Ronen Skinezes is an Israeli born Chef with deep Mediterranean roots. Ronan’s genealogy traces back to Spain, 1492, the days When all Jews were ordered by Ferdinand and Isabella to leave the kingdom. The Skinezes family wandered through the Ottoman Empire until they finally settled in Athens Greece. Their wandering had left traces of flavors and aromas from various locations. It is these aromas that have been passed down through the generations and are well noticed and enjoyed in Ronen’s style and cooking.

Throughout his career Ronen has worked with leading chefs; he spent 10 years in Australia, in the kitchen of award winning Chef Matt Moran, owner of Aria, one of Sydney’s most well regarded restaurants. After returning to Israel, he spent a short period at Keren, a fine dining Restaurant owned by renowned Israeli Chef Haim Cohen. Ronen joined Manta Ray in 2001 as a sous chef and was quickly promoted to the position of head chef. Chef Ronen’s kitchen is influenced by Greek and Balkan cuisine, making much use of olive oil, tahini and yogurt in sauces and a wide variety of seasonings, with tomato, eggplant, pepper and zucchini starring as the essence of Manta Ray’s kitchen. Ronen is a graduate of the Tadmor Culinary Academy in Israel.

MANTA RAY

Incurable Optimism

Consistently voted one of the most popular Restaurants in Tel Aviv, Manta Ray serves up creatively prepared Mediterranean fare against the beautiful backdrop of the beach and lapping waves. The space itself is bright and airy, but the tables lining the outdoor veranda and overlooking the sea are undoubtedly the best in the house.
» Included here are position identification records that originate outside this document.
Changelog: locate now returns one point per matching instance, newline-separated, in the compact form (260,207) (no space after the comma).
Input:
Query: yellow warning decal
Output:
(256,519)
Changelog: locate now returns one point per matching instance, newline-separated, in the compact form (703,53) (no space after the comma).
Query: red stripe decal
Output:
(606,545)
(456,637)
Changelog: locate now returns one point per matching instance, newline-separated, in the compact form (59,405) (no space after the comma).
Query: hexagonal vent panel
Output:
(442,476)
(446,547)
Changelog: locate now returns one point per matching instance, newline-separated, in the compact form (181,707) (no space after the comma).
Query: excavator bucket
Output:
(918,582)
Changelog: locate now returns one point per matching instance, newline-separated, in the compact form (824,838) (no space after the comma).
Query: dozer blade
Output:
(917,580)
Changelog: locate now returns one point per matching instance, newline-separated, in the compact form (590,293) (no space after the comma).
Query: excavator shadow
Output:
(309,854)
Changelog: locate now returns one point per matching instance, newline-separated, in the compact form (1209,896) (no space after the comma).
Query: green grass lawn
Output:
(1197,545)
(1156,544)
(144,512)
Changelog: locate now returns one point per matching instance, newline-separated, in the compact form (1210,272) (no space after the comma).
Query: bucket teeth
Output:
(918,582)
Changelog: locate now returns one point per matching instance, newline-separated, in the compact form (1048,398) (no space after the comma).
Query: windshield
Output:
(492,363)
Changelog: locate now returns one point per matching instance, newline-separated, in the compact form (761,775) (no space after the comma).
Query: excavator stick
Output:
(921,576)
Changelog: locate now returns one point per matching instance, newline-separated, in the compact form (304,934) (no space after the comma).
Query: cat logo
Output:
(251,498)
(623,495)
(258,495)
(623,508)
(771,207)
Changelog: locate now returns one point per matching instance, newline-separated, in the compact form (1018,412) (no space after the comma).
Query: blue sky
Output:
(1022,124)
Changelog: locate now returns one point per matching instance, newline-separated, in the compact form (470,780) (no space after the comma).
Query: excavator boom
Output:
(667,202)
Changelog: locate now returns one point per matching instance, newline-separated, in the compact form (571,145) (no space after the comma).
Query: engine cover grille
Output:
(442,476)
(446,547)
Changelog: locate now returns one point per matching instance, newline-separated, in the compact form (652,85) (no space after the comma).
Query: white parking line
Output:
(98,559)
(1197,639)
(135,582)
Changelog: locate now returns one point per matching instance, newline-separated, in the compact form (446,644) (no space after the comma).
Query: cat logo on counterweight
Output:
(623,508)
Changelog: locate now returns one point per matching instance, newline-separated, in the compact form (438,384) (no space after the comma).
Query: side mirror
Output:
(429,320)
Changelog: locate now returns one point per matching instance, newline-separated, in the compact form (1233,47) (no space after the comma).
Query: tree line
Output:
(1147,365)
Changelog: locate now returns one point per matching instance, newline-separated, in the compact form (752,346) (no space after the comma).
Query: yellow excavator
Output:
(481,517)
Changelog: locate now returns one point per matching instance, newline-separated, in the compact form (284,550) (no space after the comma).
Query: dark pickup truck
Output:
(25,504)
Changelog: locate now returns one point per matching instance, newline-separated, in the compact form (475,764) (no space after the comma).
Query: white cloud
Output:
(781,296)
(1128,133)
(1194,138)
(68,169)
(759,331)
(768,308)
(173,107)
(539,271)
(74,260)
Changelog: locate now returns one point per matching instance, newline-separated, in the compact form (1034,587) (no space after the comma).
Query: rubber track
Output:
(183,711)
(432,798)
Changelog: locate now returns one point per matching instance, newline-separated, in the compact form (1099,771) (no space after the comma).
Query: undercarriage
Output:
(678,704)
The cuisine is equally light and refreshing: with various fish, scallops, shrimp and squid accompanied by side dishes that complement, but never overpower them. The restaurant also offers meat and poultry  ptions, and it’s Mezzes— small salads and spreads featuring fresh Middle Eastern ingredients served with Balkan bread and olive oil — have developed something of a cult following among locals. For those looking for a special start to the day, Manta Ray is open daily for breakfast.